Arcos ascendentes e descendentes, assim, estão atados a um binarismo estilístico que, de algum modo, norteia a execução e, portanto, norteia a técnica executiva. Seja como for, deve-se
referir, com ênfase efetiva, que o Tratado mozartiano, bem como as obras musicais do período barroco e clássico ignoravam ou quebravam, reiteradamente, essa relação binária de caráter abstrato. Verificamos, objetivamente, e Harnoncourt, explicitamente, fala a respeito desta quebra, que a melodia é que irá ditar, para o músico, a forma de acentuação frásica, de sorte que as arcadas, necessariamente, respeitarão, em primeiro lugar, as necessidades musicais e não as abstratamente regrantes. Em termos similares: a condução melódica dita o arco, embora a dinâmica binária esteja presente tanto do ponto de vista técnico quanto estilístico. Assim, LM não poderia deixar de hierarquizar o arco, ou as arcadas, a partir de um regramento genérico.
Tomemos, então, o núcleo das principais regras elencadas no Capítulo IV, a fim de entendermos como pôr em ação o arco de LM:
1) a primeira nota de cada compasso deverá ser feita com uma arcada para baixo. Ex:
Figura 3 - Exemplo 1 do uso da arcada descendente
2) sempre que possível, deve-se manter as arcadas para baixo no primeiro e terceiro tempos de um compasso quaternário. Ex:
Figura 4 - Exemplo 2 do uso da arcada descendente
3) após pausas de colcheia, semicolcheia e fusa em tempos fortes ou partes fortes de tempo, deve-se usar uma arcada ascendente.
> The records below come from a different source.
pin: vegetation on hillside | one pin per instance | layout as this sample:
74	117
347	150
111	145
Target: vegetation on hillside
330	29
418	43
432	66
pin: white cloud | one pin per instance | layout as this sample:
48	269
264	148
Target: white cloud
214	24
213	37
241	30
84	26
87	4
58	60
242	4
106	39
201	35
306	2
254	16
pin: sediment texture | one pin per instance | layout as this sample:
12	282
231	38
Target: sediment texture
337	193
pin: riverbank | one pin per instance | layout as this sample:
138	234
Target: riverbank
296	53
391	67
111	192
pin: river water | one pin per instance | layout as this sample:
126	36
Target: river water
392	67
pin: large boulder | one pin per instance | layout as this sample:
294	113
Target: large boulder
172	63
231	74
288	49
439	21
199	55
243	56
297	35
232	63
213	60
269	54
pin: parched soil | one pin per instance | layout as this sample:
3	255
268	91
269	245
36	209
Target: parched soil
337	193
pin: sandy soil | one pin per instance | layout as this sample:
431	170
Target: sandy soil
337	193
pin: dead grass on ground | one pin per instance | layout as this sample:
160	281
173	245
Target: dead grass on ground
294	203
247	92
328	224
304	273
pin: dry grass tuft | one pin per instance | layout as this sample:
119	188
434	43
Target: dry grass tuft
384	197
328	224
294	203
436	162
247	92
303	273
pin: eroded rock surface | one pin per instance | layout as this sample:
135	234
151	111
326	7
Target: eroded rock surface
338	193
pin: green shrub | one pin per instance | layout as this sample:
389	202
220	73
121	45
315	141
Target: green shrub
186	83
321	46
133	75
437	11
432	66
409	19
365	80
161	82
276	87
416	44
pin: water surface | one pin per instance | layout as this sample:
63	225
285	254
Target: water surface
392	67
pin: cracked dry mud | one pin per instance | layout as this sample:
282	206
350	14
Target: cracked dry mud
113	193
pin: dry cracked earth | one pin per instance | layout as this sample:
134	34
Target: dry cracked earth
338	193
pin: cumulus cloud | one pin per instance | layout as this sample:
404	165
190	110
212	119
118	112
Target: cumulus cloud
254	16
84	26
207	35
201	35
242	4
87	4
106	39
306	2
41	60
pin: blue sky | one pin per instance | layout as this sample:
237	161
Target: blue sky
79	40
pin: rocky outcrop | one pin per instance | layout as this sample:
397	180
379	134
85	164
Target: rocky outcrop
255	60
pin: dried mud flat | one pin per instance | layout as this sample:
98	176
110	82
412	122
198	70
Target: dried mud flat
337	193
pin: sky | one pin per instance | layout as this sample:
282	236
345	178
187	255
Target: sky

Ex:
Figura 6 - Exemplo 2 do uso da arcada ascendente
Figura 7 - Exemplo 3 do uso da arcada ascendente
4) as notas pontuadas demandam arcadas diferentes das do padrão aqui posto, ou seja, o agrupamento em pares destas notas, dá-se pela dinâmica intrínseca que demanda a peça e não somente pelo fato de determinada figura estar no primeiro ou segundo tempo; desse modo, pode- se executar figuras pontuadas com ou sem ligaduras, mas lembrando que se deve fazer um esforço para reconduzir o arco ao seu curso normal. Ex:
Figura 8 - Exemplo 1 do uso da arcada ascendente e descendente com notas pontuadas
Figura 9 - Exemplo 2 do uso da arcada ascendente e descendente com notas pontuadas
5) num tempo ternário, ocorre que a escolha de ligar as duas primeiras ou as duas últimas notas, a fim de seguir a regra que define que o primeiro tempo de cada compasso tenha de ser feito descendentemente, deve ser feita à luz do que necessita a peça, ou seja, e mais claramente, de suas necessidades de articulação e expressividade. Desse modo, LM questiona e pondera:
...a primeira ou duas últimas notas deverão ser ligadas? E outra questão: se, e quando devem ser ligadas ou separadas? Ambas dependem da linha melódica da peça e do bom gosto e senso do instrumentista, se o compositor esqueceu de marcar as ligaduras, ou se ele mesmo entendeu como realizar a passagem83. (MOZART, 1948, p. 83)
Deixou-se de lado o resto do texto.